A Constellation of Vital Phenomena by Anthony Marra

Published by Hogarth on May 7, 2013

A Constellation of Vital Phenomena is a haunting novel of exquisite prose and striking images, of big themes built upon small, poignant moments. Every character, no matter how minor, rings true. Rarely has a debut novel so impressed me with its power and beauty.

Sonja Rabina is a trauma surgeon who left London and returned to her home in Volchansk in 1996. She is the hospital's last remaining physician when Akhmed shows up in 2004 with eight-year-old Havaa, who was hiding in the woods as Russian soldiers took her Chechen father away and burned her house to the ground. Akhmed, an incompetent doctor from Havaa's village, agrees to stay on at the hospital if Sonja will allow Havaa to remain. The two physicians are a study in contrasts: Sonja is skillful but lacks empathy for her patients (and for Havaa); Akhmed has empathy for all but no skill (except for drawing, which he much prefers to medicine). Neither would willingly trade places with the other.

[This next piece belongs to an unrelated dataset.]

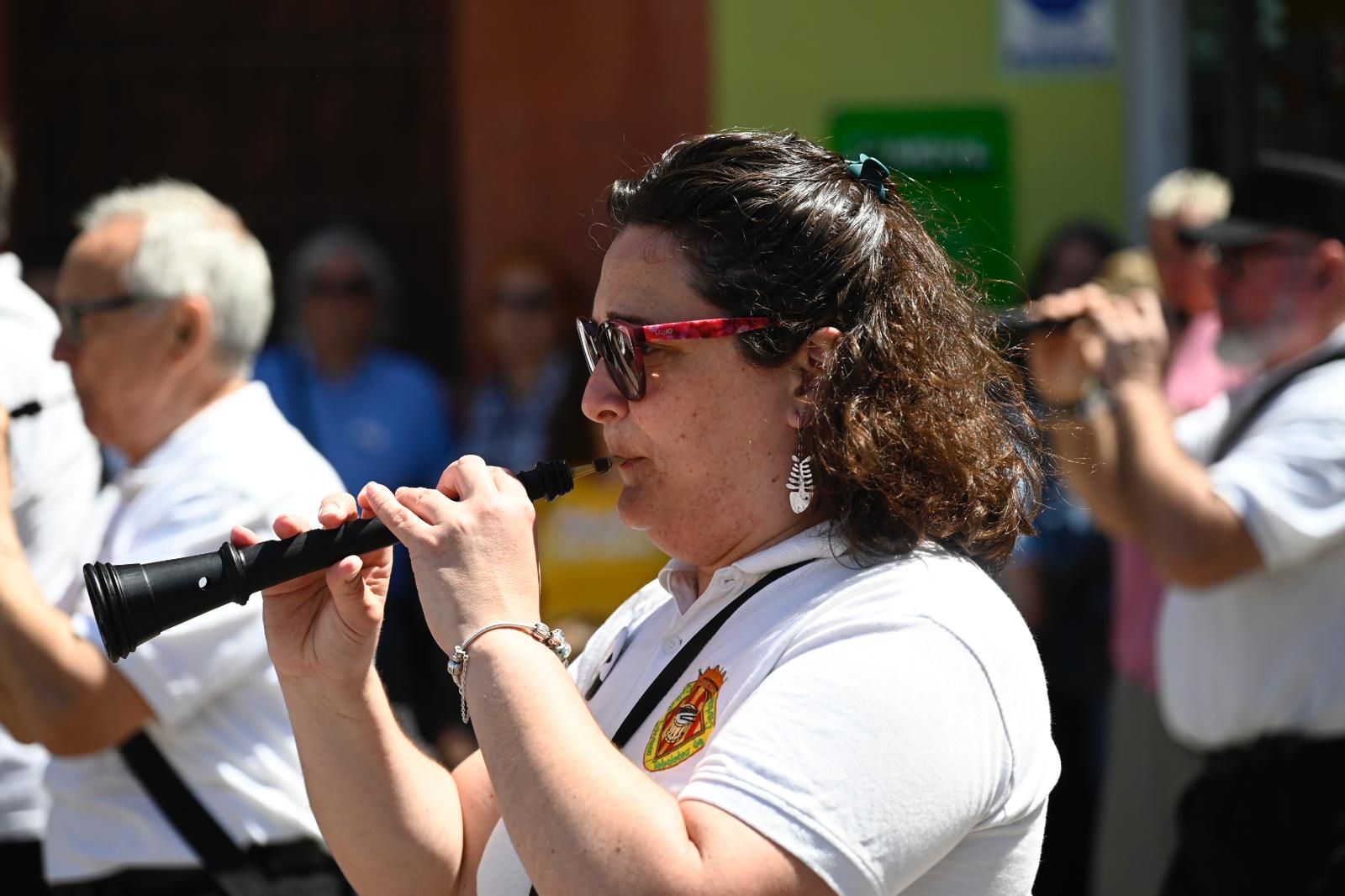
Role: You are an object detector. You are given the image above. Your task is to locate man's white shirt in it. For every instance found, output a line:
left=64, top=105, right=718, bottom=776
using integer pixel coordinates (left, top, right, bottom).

The story looks back over a ten year period to reveal how the novel's key players arrived at their present circumstances. Anthony Marra creates sympathy for, and assures the reader's understanding of, each character. There are no true villains here, only people who are forced by circumstances to do things they regret. Characters are steeped in their region's misery: Dokka, Havaa's father, whose ten fingers were the price of resistance before he disappeared for the final time; Khassan Geshilov, the historian whose "history of a nation that had destroyed history and nationhood" reached fifteen million words and was forever in need of revision; Khassan's son Ramzan, an informant for the Russians who is feared and reviled by all, but who once (unknown to all) was a tragic hero; Akhmed's bedridden wife, Ula, whose descriptions of her day are mistaken for hallucinations; Sonja's sister Natasha, who twice pays an unconscionable price for her freedom. Although the characters endure atrocities and disappearances and lives of deprivation, they carry on, often guarding secrets, not just from the state, but from those closest to them.

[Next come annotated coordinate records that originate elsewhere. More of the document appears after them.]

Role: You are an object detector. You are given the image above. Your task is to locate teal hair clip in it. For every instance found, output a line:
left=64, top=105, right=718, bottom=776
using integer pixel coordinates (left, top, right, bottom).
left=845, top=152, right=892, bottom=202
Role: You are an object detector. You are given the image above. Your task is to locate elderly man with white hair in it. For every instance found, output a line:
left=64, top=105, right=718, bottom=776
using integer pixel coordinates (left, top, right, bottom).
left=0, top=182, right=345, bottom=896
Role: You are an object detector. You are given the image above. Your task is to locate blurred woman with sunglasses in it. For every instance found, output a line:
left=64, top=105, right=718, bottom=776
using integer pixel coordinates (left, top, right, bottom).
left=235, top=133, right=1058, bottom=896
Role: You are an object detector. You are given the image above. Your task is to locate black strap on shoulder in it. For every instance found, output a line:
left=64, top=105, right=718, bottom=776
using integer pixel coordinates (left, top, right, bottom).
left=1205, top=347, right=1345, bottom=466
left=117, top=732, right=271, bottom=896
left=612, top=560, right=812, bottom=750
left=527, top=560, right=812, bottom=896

The characters form a microcosm of Chechnya during a harsh and brutal time.  The novel provides a fascinating, condensed look at Chechnya in evolution over a ten year period, as well as the tension between Chechens and the ethnic Russians who were forcibly relocated to Chechnya, but the information is so seamlessly integrated into the story that it never feels like a history lesson.  Some chapters are so intensely moving they're difficult to read, but the trauma of Chechen life is tempered by the reminder that "the nervous system doesn't exist exclusively to feel pain."  Love and tenderness coexist with torture and death.

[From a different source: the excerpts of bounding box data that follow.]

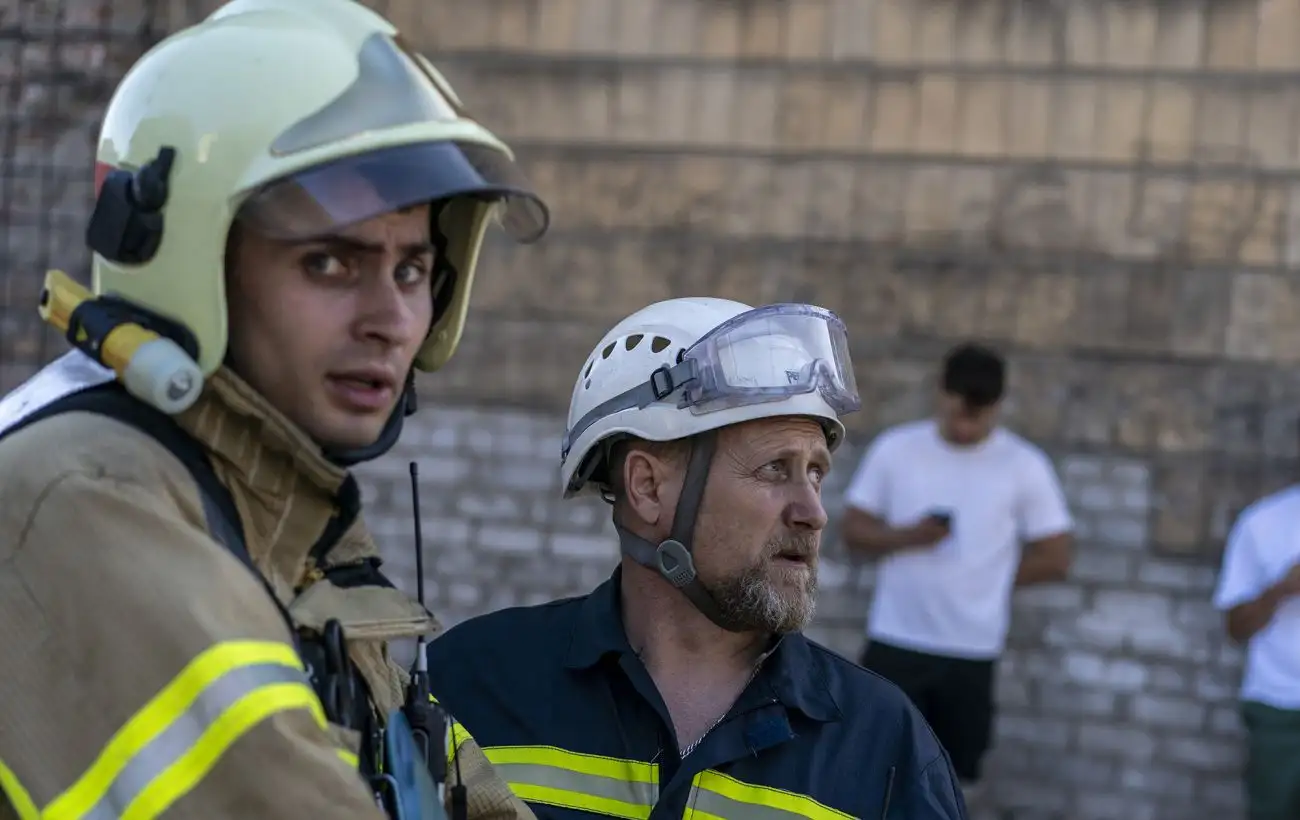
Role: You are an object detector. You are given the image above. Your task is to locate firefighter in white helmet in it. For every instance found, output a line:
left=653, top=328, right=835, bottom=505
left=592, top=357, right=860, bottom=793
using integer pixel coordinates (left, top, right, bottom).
left=429, top=299, right=966, bottom=820
left=0, top=0, right=549, bottom=820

The maturity and sophistication of Marra's storytelling is astonishing. Among the novel's many symbols, my favorite is ice, symbolic of both survival and disappearance, "a melting into the past, not an erasure but a conversion in form, from presence to memory." Another is static from the radio, formless sound that can be shaped (like memories, or certain people) into whatever we desire.

A Constellation of Vital Phenomena explores diverse themes, all timeless and universal: the cycles of life (babies are born to replace the dead as new wars flare up to kill the living); the importance and difficulty of family; books and art as instruments of bonding and as vaults for the preservation of memories; the nature of betrayal (of family, friends, and lovers) and what it does to the soul; the protective power of hope, kindness, and generosity. Although the novel's time frame is 1994 to 2004, with a particular focus on the last four days of that period, every now and then Marra gives us a peek at what will come later, reminding us of the story's most important theme, one that is echoed in the book's title: people suffer, death is inevitable, but every day, new lives begin and existing lives begin anew. Life goes on.